I would assume (without looking at your code) that this is equivalent to
the Windows error "WSAEWOULDBLOCK" (10035) for which Microsoft's docs
say this:

Resource temporarily unavailable.
This error is returned from operations on nonblocking sockets that
cannot be completed immediately, for example recv when no data is queued
to be read from the socket. It is a nonfatal error, and the operation
should be retried later. It is normal for WSAEWOULDBLOCK to be reported
as the result from calling connect on a nonblocking SOCK_STREAM socket,
since some time must elapse for the connection to be established.


Does that help? If not, at least provide information about what
platform you're running on, and preferably post the code, if you can
reduce it to only a few lines which still reproduces the problem. Many
people don't like to spend time downloading code from who knows where
and attempting to run it on their own machine, but could find the
problem with a quick inspection of your code if posted here (but not if
it's hundreds of lines!).

-Peter
 
M

Michael Sparks

Chris said:
My code's ... at http://deadbeefbabe.org/paste/1525/0 ....
I've written a simple class to manage P2P socket connections. However,
whenever I try to receive data, the socket raises an exception with the
error message (11, 'Resource temporarily unavailable').

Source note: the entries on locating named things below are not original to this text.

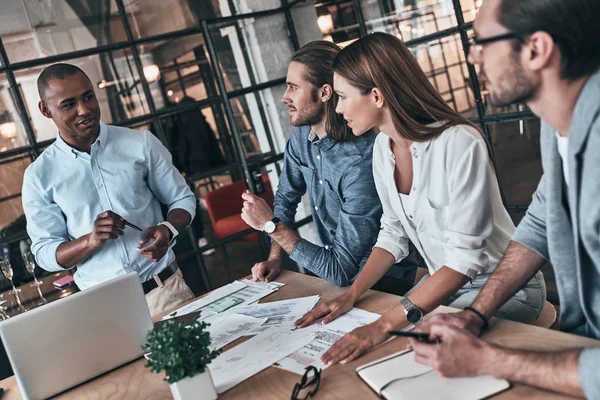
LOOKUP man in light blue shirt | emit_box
[22,64,196,315]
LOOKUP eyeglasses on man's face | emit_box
[468,32,521,59]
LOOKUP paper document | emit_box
[163,279,285,319]
[278,308,379,375]
[202,281,279,313]
[232,296,320,334]
[236,279,285,289]
[204,314,267,350]
[163,281,247,319]
[208,330,314,394]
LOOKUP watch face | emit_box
[406,308,423,324]
[265,221,275,233]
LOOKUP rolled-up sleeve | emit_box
[512,175,550,260]
[290,159,381,286]
[22,170,70,272]
[579,347,600,399]
[444,136,496,279]
[145,132,196,220]
[273,132,306,227]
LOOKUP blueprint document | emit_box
[163,279,285,319]
[204,314,267,350]
[208,330,315,394]
[231,296,320,335]
[278,308,379,375]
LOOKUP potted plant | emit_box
[144,319,219,400]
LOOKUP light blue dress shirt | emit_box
[22,122,196,289]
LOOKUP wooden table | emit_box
[0,271,600,400]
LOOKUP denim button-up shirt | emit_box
[23,122,196,289]
[274,126,406,286]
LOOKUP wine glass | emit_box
[21,251,48,306]
[0,257,27,313]
[0,300,10,321]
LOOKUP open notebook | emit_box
[356,350,510,400]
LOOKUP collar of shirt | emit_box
[308,128,335,150]
[56,121,108,158]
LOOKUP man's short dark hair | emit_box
[37,63,90,100]
[498,0,600,80]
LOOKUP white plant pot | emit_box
[169,368,217,400]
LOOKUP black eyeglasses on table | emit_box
[292,365,321,400]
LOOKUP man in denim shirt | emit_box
[23,64,196,315]
[242,41,416,291]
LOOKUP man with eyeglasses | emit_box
[410,0,600,399]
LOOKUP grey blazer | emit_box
[513,71,600,399]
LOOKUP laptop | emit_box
[0,272,152,400]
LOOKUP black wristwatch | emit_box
[400,297,423,325]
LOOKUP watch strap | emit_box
[157,221,179,243]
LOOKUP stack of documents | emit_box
[208,330,314,394]
[163,279,285,319]
[232,296,320,335]
[278,308,379,375]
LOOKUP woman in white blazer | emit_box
[296,33,546,364]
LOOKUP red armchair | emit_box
[205,174,274,242]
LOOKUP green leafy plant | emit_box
[143,319,219,383]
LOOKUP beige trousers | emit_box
[146,269,194,317]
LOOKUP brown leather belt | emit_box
[142,262,178,294]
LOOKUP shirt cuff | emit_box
[167,196,196,223]
[290,239,321,266]
[35,242,71,272]
[579,347,600,399]
[373,238,408,264]
[512,222,550,260]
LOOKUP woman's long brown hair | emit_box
[333,32,506,203]
[333,32,489,145]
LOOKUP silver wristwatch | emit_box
[400,297,423,325]
[157,221,179,244]
[263,217,281,235]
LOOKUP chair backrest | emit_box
[204,174,275,224]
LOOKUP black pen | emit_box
[388,331,438,343]
[123,220,143,232]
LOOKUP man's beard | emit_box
[490,53,538,107]
[290,101,325,126]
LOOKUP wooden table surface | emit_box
[0,271,600,400]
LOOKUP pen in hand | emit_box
[388,331,439,343]
[123,219,143,232]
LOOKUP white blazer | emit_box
[373,125,515,279]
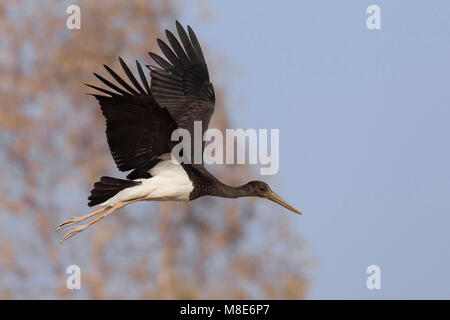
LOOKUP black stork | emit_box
[56,21,301,243]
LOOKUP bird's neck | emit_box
[213,182,248,198]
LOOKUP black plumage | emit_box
[57,21,300,242]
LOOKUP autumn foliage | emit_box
[0,0,308,299]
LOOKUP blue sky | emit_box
[180,0,450,299]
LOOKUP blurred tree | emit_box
[0,0,308,299]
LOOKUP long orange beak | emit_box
[266,191,302,214]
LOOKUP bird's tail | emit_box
[88,177,141,207]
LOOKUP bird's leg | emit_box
[59,198,145,243]
[55,207,108,231]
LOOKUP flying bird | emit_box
[56,21,301,243]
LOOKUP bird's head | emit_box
[244,181,302,214]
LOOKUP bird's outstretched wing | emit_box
[149,21,215,137]
[86,58,177,179]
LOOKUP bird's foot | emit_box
[59,224,88,243]
[55,217,83,231]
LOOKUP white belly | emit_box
[100,154,194,207]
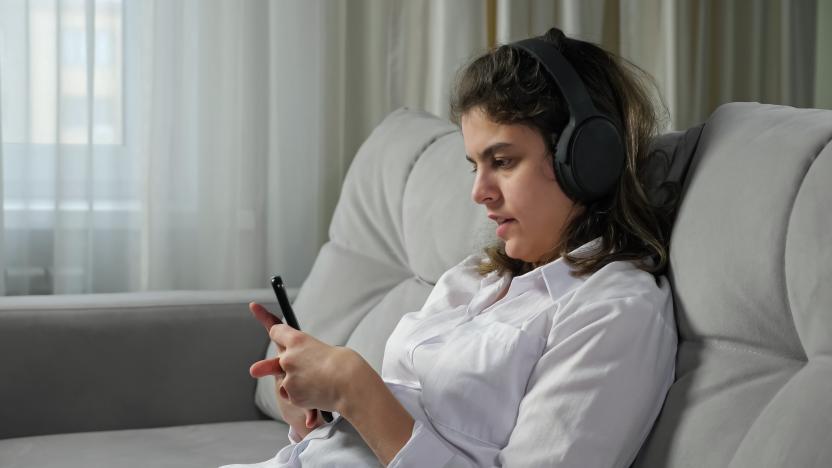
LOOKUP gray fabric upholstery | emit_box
[636,103,832,468]
[0,103,832,468]
[0,290,275,438]
[0,420,289,468]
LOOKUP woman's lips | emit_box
[497,218,516,238]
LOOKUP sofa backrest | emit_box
[635,103,832,468]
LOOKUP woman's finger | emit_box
[248,358,284,378]
[248,302,283,331]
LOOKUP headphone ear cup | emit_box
[555,116,626,204]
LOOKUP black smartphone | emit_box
[271,276,332,422]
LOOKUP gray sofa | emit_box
[0,103,832,468]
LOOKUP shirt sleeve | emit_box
[498,290,677,468]
[387,421,476,468]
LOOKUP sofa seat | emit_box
[0,420,289,468]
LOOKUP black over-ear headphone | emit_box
[509,37,626,204]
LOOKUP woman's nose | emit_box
[471,171,500,205]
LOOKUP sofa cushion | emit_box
[0,420,289,468]
[636,103,832,467]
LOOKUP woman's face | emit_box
[460,108,577,263]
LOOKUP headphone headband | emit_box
[509,38,626,204]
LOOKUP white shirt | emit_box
[221,239,677,468]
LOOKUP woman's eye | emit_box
[493,158,511,169]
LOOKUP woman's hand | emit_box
[249,303,414,465]
[249,303,364,420]
[249,302,324,438]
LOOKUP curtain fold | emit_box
[0,0,485,294]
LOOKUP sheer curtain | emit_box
[0,0,486,294]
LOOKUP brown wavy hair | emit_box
[450,28,672,277]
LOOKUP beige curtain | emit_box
[493,0,832,129]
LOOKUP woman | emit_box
[226,29,676,467]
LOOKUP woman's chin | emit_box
[505,245,531,263]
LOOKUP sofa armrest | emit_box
[0,289,276,439]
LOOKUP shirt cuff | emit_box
[387,420,454,468]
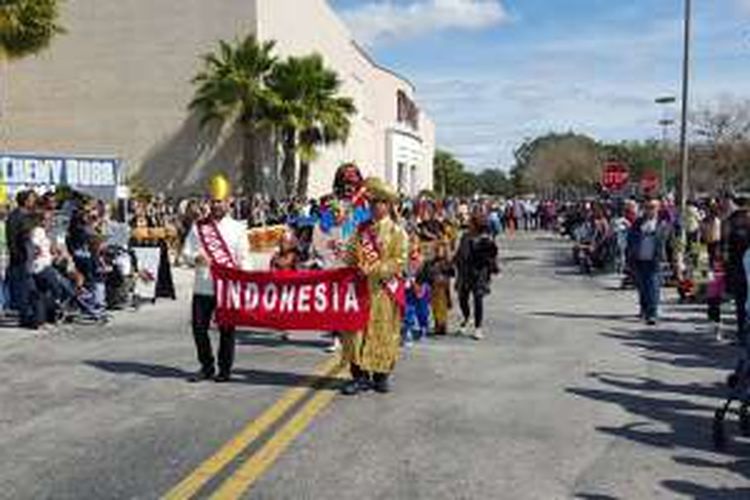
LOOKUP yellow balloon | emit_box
[210,174,232,201]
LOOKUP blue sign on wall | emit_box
[0,153,122,198]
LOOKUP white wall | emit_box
[5,0,255,189]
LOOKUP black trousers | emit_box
[733,276,748,345]
[458,287,484,328]
[193,295,235,376]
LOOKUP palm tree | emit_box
[267,54,356,197]
[190,35,276,193]
[0,0,65,59]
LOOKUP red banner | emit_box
[212,267,370,331]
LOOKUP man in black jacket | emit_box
[5,190,41,328]
[723,198,750,345]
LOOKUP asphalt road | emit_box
[0,235,750,500]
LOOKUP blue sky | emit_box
[331,0,750,169]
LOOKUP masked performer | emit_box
[182,176,252,382]
[343,178,408,395]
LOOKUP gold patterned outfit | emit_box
[342,218,408,376]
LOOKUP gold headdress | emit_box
[209,174,232,201]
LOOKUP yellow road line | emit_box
[163,356,341,500]
[211,372,344,500]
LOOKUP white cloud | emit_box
[343,0,509,45]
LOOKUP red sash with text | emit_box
[196,220,237,268]
[211,266,370,332]
[360,224,406,315]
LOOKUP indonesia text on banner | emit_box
[212,267,370,331]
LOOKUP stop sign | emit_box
[641,172,661,194]
[602,161,630,191]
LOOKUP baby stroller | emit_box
[104,245,136,310]
[713,343,750,450]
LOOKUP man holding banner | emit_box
[182,175,251,383]
[342,178,408,395]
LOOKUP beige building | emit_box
[2,0,435,199]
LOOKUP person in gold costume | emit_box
[342,177,408,395]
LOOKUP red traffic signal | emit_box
[602,161,630,191]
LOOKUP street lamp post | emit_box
[680,0,692,228]
[659,118,674,194]
[656,96,677,194]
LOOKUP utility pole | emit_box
[680,0,692,229]
[655,95,677,194]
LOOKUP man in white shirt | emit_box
[182,176,252,383]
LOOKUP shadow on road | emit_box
[531,311,637,322]
[85,360,341,388]
[567,329,750,499]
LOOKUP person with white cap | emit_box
[182,175,252,383]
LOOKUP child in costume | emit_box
[403,235,430,346]
[429,241,455,335]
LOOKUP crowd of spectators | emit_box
[560,192,750,344]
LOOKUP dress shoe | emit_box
[372,375,391,394]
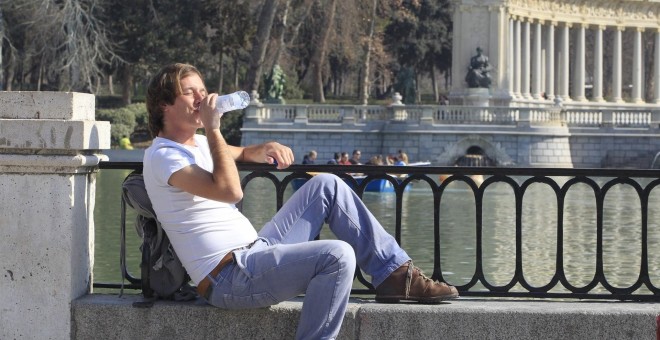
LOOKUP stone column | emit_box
[0,92,110,339]
[521,20,531,98]
[612,26,624,103]
[592,25,605,102]
[573,24,586,102]
[513,19,521,98]
[507,18,516,97]
[545,22,557,100]
[632,27,644,103]
[653,28,660,104]
[558,23,571,102]
[532,21,543,99]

At one point in your code you do this:
self._socket.setblocking(0)

This says "if we can't recieve or send data without blocking, fail rather
than succeed". One of the failure modes is to return error 11. This is
infact normally defined as:
#define EAGAIN 11 /* Try again */

What this means is "sorry, I couldn't do this without blocking right now,
try again very shortly!".

Looking at your code it continually loops (in BaseConnectionHandler_recv)
receiving data - whether or not there's any data to receive:
def _recv(self):
while self.running:
try:
data = self._socket.recv(4096)
if not len(data):
time.sleep(0.1)
continue
except Exception, e:
log('Recieve failed for handler',self.address,'because of',e)

break

Since you never actually check to see if the socket is ready to give you
data, and you've set it non-blocking, seeing lots of EAGAIN errors is
pretty much what you'd expect to see. (Simply sleeping is not sufficient!)

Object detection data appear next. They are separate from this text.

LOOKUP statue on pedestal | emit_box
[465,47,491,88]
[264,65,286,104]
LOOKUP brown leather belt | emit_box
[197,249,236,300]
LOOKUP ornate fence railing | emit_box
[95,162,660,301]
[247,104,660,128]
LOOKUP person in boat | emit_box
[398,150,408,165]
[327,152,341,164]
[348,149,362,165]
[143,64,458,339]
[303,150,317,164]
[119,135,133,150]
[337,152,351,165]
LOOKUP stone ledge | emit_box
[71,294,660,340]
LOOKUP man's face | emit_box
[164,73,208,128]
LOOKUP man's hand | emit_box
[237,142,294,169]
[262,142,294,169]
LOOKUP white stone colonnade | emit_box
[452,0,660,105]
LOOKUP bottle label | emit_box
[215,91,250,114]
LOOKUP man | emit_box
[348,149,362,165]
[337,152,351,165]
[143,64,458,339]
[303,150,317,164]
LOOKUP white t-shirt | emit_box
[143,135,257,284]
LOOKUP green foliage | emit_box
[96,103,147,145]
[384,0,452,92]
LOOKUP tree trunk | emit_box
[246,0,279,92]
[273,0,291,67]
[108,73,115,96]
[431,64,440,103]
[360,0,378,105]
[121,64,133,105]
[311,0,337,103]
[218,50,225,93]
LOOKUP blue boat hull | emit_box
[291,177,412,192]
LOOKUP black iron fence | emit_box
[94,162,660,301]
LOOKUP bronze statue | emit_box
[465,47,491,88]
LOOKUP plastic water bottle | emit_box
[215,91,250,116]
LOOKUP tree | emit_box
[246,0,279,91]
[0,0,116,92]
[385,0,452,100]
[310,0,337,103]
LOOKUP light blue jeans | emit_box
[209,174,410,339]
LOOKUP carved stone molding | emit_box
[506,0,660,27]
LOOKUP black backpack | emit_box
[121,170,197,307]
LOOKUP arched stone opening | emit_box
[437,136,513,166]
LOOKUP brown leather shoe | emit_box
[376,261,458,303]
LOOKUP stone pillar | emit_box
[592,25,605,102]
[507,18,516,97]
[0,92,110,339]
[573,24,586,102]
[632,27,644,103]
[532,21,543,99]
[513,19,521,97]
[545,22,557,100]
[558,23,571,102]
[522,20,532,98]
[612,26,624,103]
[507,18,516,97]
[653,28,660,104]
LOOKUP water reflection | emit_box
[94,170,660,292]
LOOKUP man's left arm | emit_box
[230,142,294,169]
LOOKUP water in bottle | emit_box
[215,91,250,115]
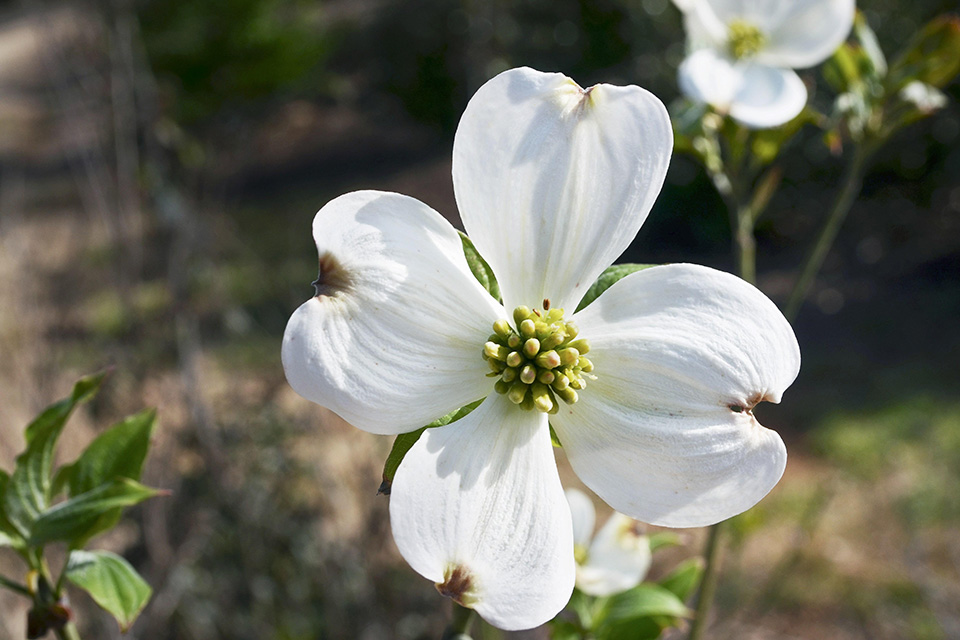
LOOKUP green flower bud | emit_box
[523,338,540,358]
[567,338,590,356]
[520,364,537,384]
[513,305,533,327]
[507,380,530,404]
[493,318,513,338]
[536,351,560,369]
[520,318,537,338]
[555,387,579,404]
[559,347,580,367]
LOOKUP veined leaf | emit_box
[660,558,703,602]
[64,551,153,632]
[3,372,106,538]
[68,409,157,496]
[377,399,483,495]
[28,478,162,546]
[577,264,657,311]
[458,231,500,300]
[597,582,692,626]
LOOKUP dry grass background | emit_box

I suppose the short answer though really is this: you set the socket
non-blocking, you should therefore expect to see failures telling you
to try again, and follow their advice! :)

Regards,


Michael.
 
D

Dennis Lee Bieber

I would assume (without looking at your code) that this is equivalent to
the Windows error "WSAEWOULDBLOCK" (10035) for which Microsoft's docs
say this:
In my experience, winsock error codes map directly to common socket
error numbers -> 10035 is 35... 11 would then be 10011.

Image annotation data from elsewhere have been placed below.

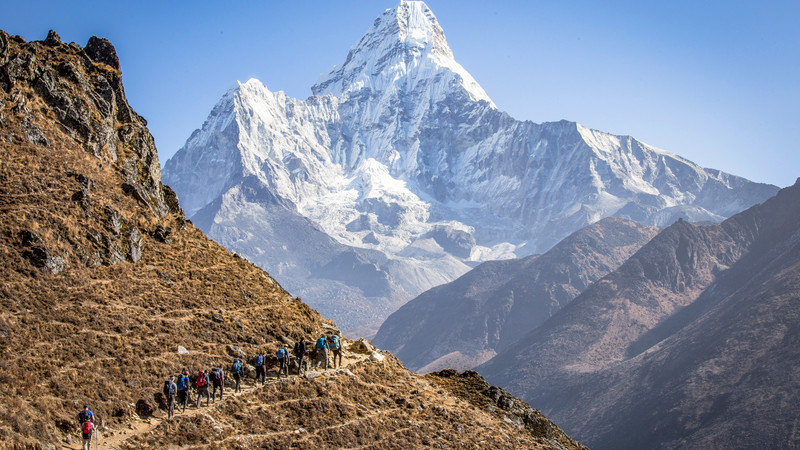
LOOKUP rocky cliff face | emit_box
[374,218,658,372]
[164,1,777,329]
[0,31,580,448]
[477,178,800,448]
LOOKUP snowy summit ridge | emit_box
[311,1,494,106]
[163,1,777,334]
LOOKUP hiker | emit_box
[211,364,225,401]
[176,369,189,411]
[196,370,211,408]
[78,405,94,426]
[330,334,342,369]
[164,375,178,419]
[292,338,308,376]
[316,336,328,370]
[81,420,95,450]
[253,352,267,383]
[78,405,94,450]
[231,359,244,393]
[276,344,289,378]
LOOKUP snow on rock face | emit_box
[159,1,777,329]
[311,1,494,107]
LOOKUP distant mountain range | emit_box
[477,179,800,449]
[164,1,777,334]
[373,217,659,372]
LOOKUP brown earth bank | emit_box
[374,217,659,373]
[476,179,800,449]
[0,31,580,448]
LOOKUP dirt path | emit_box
[62,351,369,450]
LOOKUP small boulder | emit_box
[83,36,119,69]
[136,398,155,419]
[44,30,61,47]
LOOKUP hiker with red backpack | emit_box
[78,405,95,450]
[176,369,189,411]
[276,344,289,378]
[328,334,342,369]
[253,352,267,384]
[195,370,211,408]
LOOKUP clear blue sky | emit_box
[0,0,800,187]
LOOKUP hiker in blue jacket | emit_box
[231,359,244,393]
[316,336,328,370]
[329,334,342,369]
[176,369,189,411]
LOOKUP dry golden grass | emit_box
[0,32,584,448]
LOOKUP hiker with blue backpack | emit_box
[253,353,267,384]
[231,359,244,393]
[209,364,225,402]
[78,405,95,450]
[294,337,308,377]
[195,370,211,408]
[315,336,328,370]
[330,334,342,369]
[275,344,289,378]
[175,369,189,411]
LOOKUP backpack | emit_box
[177,374,189,389]
[231,359,242,375]
[164,380,172,397]
[78,411,94,423]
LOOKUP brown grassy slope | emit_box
[0,31,588,448]
[0,29,321,442]
[125,358,583,449]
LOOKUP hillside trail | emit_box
[61,350,370,450]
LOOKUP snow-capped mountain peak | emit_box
[163,1,776,329]
[311,1,494,107]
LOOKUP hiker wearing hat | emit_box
[277,344,289,378]
[78,405,95,450]
[176,369,189,411]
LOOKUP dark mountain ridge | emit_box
[478,180,800,448]
[0,31,583,449]
[374,217,658,371]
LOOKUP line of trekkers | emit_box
[78,333,342,444]
[162,334,342,418]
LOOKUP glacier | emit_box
[163,1,777,336]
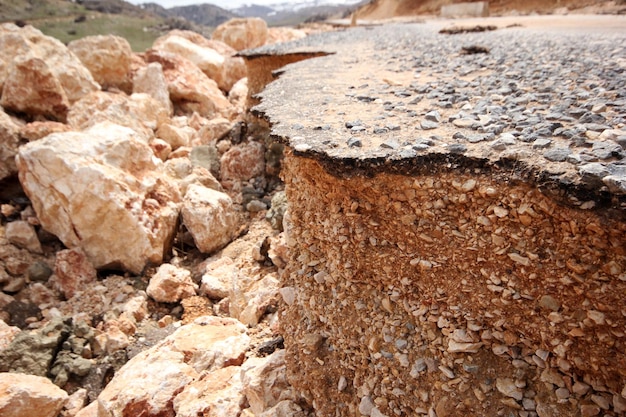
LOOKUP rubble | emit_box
[0,11,626,417]
[0,373,68,417]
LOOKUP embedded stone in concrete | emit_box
[249,24,626,416]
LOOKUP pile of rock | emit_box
[0,19,305,417]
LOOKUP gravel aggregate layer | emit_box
[249,19,626,211]
[248,17,626,417]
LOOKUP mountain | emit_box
[167,3,241,28]
[231,0,369,26]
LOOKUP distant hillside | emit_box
[232,0,369,26]
[233,4,276,17]
[0,0,176,52]
[357,0,626,19]
[166,4,241,28]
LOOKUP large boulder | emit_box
[17,123,181,273]
[182,184,238,253]
[153,34,247,91]
[133,62,174,115]
[0,107,20,180]
[67,91,169,139]
[0,373,68,417]
[67,35,133,91]
[0,55,70,121]
[174,366,246,417]
[211,17,268,51]
[0,23,100,103]
[97,317,250,417]
[241,350,295,415]
[146,50,236,119]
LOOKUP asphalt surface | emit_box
[251,17,626,210]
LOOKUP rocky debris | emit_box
[0,17,308,417]
[220,142,265,181]
[133,62,174,115]
[67,91,168,137]
[67,35,133,92]
[155,33,246,91]
[174,366,246,417]
[0,319,70,377]
[242,350,295,415]
[97,317,250,415]
[14,121,71,144]
[265,191,287,232]
[182,184,239,253]
[266,26,307,44]
[17,123,181,272]
[0,108,20,180]
[211,17,268,51]
[0,23,100,109]
[146,264,197,303]
[5,220,42,253]
[229,273,280,327]
[439,25,498,35]
[0,373,68,417]
[0,56,70,121]
[254,18,626,417]
[0,320,20,350]
[461,45,489,55]
[50,248,97,299]
[146,50,236,119]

However, a scan of the relevant .H files shows that (100)11 is NOT
one of the winsock reported variations.
--
 
C

Chris Spencer

Michael said:
Chris Spencer wrote:

At one point in your code you do this:
self._socket.setblocking(0)

This says "if we can't recieve or send data without blocking, fail rather
than succeed". One of the failure modes is to return error 11. This is
infact normally defined as:
#define EAGAIN 11 /* Try again */

What this means is "sorry, I couldn't do this without blocking right now,
try again very shortly!".

Looking at your code it continually loops (in BaseConnectionHandler_recv)
receiving data - whether or not there's any data to receive:
def _recv(self):
while self.running:
try:
data = self._socket.recv(4096)
if not len(data):
time.sleep(0.1)
continue
except Exception, e:
log('Recieve failed for handler',self.address,'because of',e)

break

Since you never actually check to see if the socket is ready to give you
data, and you've set it non-blocking, seeing lots of EAGAIN errors is
pretty much what you'd expect to see. (Simply sleeping is not sufficient!)

I suppose the short answer though really is this: you set the socket
non-blocking, you should therefore expect to see failures telling you
to try again, and follow their advice! :)

You're quite right. I fixed this by using select(). However, I was still
having problems with open() blocking the main thread. Then I realized a
slight problem:
t = threading.Thread(target=self._connection_handler(h))

I changed this to:
t = threading.Thread(target=self._connection_handler, args=(h,))
and now it appears to be working correctly.

Thanks for your help! I truly appreciate it.